Okay, okay. All traditional journalists have a thing or two to say about Sam Zell (CEO of the Tribune Co., the parent company of The Daily Press, where I work). Most hate him and the rest can just barely stand him. I think he came at an inopportune time to do something the business needed: shake it out of its self-induced fog of contentment. Unfortunately, it was too little too late to save us the easy way. So this means that we have to save ourselves the hard way, which is exactly what Chapter 11 is. A way to save ourselves from debtors so we can have time to do a drastic reorganization, the same reorganization we've been needing.
As a sort of nontraditional employee here (I'm new to the newspaper business and in fact have no real stake in the Daily Press other than a biweekly paycheck that isn't worth that much) its odd that I suddenly have such strong opinions about Zell and his top minion (Chief Innovation Officer Lee Abrams). Even odder is that my instinct is to finally stick up for them. Timing seems to put Zell solely to blame for the apparent collapse of a respected media giant. But in truth, he was given the mess we're in now. It may be his drastic cuts and quick decision to try to sell-off such superfluous holdings as Careerbuilder and the Chicago Cubs (why a newspaper would need a baseball team is something I have not been able to understand) that are keeping us from actually having to go bankrupt.
So that said, all of those commenting on the situation are really not helping by attacking Zell and gleefully cackling about the downfall of his plan. All that does is make it harder for those of us actually affected by the company's failures to buckle-down and try to remake journalism.

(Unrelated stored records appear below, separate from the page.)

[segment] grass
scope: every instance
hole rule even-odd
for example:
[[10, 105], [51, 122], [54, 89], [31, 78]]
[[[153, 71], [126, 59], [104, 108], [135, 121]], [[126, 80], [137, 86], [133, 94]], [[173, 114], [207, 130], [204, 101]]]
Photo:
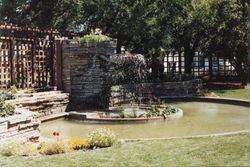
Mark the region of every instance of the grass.
[[3, 157], [0, 166], [249, 166], [250, 133], [237, 135], [126, 141], [111, 148], [73, 153]]
[[250, 100], [250, 88], [211, 90], [211, 91], [220, 97]]

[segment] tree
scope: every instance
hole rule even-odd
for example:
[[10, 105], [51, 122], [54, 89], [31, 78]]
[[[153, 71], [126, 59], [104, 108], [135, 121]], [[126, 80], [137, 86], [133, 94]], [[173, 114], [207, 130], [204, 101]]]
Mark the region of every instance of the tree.
[[250, 32], [250, 2], [246, 0], [221, 0], [213, 4], [217, 17], [214, 31], [206, 51], [218, 57], [229, 59], [246, 84], [249, 68], [248, 48]]

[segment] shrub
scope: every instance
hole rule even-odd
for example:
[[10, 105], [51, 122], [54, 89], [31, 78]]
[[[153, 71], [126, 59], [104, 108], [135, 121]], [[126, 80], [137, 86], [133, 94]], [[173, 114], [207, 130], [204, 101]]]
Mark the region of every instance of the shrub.
[[40, 144], [39, 150], [41, 154], [45, 155], [61, 154], [66, 152], [66, 145], [62, 141], [44, 142]]
[[96, 129], [89, 135], [89, 143], [91, 148], [110, 147], [116, 142], [116, 136], [113, 131], [100, 128]]
[[154, 117], [154, 116], [164, 116], [170, 115], [178, 112], [178, 108], [171, 106], [171, 105], [154, 105], [152, 106], [151, 110], [147, 112], [146, 116]]
[[178, 108], [168, 105], [166, 106], [163, 111], [162, 111], [162, 115], [170, 115], [170, 114], [174, 114], [178, 112]]
[[80, 43], [81, 44], [88, 44], [88, 43], [100, 43], [103, 41], [109, 41], [111, 38], [102, 35], [102, 34], [95, 34], [95, 33], [90, 33], [88, 35], [84, 35], [83, 37], [80, 38]]
[[69, 145], [73, 150], [83, 150], [89, 148], [89, 141], [87, 139], [74, 138], [69, 140]]
[[0, 99], [0, 117], [6, 117], [15, 113], [15, 106]]
[[146, 61], [142, 55], [125, 55], [113, 56], [115, 62], [112, 72], [112, 84], [131, 84], [141, 83], [147, 80]]

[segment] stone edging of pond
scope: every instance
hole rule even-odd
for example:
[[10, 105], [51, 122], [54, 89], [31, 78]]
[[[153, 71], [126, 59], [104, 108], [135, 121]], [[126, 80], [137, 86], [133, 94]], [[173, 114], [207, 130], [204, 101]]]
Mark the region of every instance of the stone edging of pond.
[[222, 104], [232, 104], [244, 107], [250, 107], [250, 100], [234, 99], [234, 98], [221, 98], [221, 97], [164, 97], [161, 99], [166, 101], [196, 101], [196, 102], [212, 102], [212, 103], [222, 103]]
[[183, 111], [178, 108], [178, 112], [167, 115], [166, 118], [163, 117], [152, 117], [152, 118], [98, 118], [98, 117], [88, 117], [86, 113], [80, 112], [69, 112], [66, 116], [69, 120], [83, 121], [85, 123], [146, 123], [149, 121], [165, 120], [170, 121], [174, 119], [181, 118], [183, 116]]
[[169, 138], [121, 139], [120, 141], [132, 141], [133, 142], [133, 141], [151, 141], [151, 140], [193, 139], [193, 138], [229, 136], [229, 135], [237, 135], [237, 134], [243, 134], [243, 133], [250, 133], [250, 129], [232, 131], [232, 132], [223, 132], [223, 133], [212, 133], [212, 134], [207, 134], [207, 135], [169, 137]]

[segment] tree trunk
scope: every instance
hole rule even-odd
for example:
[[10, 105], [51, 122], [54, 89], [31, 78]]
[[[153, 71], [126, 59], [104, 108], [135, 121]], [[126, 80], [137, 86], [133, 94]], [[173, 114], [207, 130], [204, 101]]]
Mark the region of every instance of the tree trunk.
[[192, 72], [192, 62], [193, 62], [193, 51], [189, 46], [184, 47], [184, 57], [185, 57], [185, 73], [191, 74]]
[[121, 54], [121, 48], [122, 48], [122, 44], [121, 44], [121, 38], [117, 38], [117, 45], [116, 45], [116, 53], [117, 54]]

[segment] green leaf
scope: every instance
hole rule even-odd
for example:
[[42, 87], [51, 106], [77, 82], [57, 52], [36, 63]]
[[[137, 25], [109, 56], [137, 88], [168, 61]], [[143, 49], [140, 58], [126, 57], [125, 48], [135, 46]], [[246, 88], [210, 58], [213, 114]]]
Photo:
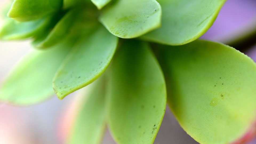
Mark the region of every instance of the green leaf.
[[41, 18], [59, 10], [62, 0], [15, 0], [7, 15], [19, 21]]
[[100, 143], [106, 127], [103, 78], [94, 83], [93, 89], [82, 104], [68, 143]]
[[114, 35], [132, 38], [160, 26], [161, 15], [155, 0], [120, 0], [103, 10], [100, 20]]
[[63, 0], [63, 8], [67, 9], [72, 7], [83, 7], [90, 5], [93, 6], [90, 0]]
[[157, 0], [163, 10], [162, 26], [143, 39], [177, 45], [195, 40], [215, 20], [225, 0]]
[[160, 46], [168, 102], [182, 127], [201, 143], [229, 143], [256, 120], [256, 65], [226, 45], [197, 41]]
[[53, 95], [53, 79], [75, 40], [69, 38], [51, 49], [34, 50], [24, 57], [0, 88], [0, 100], [26, 105]]
[[146, 43], [129, 41], [121, 47], [107, 85], [109, 128], [118, 143], [153, 143], [166, 104], [163, 74]]
[[52, 17], [47, 17], [35, 21], [22, 22], [8, 18], [0, 29], [0, 39], [20, 40], [37, 35], [49, 27], [52, 19]]
[[61, 41], [68, 35], [69, 30], [74, 22], [77, 14], [75, 11], [71, 11], [66, 14], [57, 23], [53, 29], [46, 32], [32, 43], [32, 45], [38, 49], [45, 49], [53, 46]]
[[118, 39], [101, 25], [81, 37], [54, 79], [53, 87], [59, 98], [86, 86], [102, 74], [115, 53]]
[[109, 3], [111, 0], [91, 0], [98, 9], [100, 10]]

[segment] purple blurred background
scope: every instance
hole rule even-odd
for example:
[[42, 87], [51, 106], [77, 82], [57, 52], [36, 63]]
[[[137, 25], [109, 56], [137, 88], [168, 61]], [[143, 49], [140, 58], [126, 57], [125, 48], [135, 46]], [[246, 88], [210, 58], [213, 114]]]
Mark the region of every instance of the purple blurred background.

For other comments on the Tribune check out Buzz Machine, Newspaper Deathwatch, Recovering Journalist, and Web 2.0h really?. These are all blogs and offer a range of comments about Zell's affect on the Tribune and the news industry. My favorite is the old rebuttal from Jeff Jarvis on the Buzz Machine which says that Zell can't be blamed for something that is the result of "decades of egotistical and willfully ignorant neglect by the owners, managers — and staff — at" newspapers.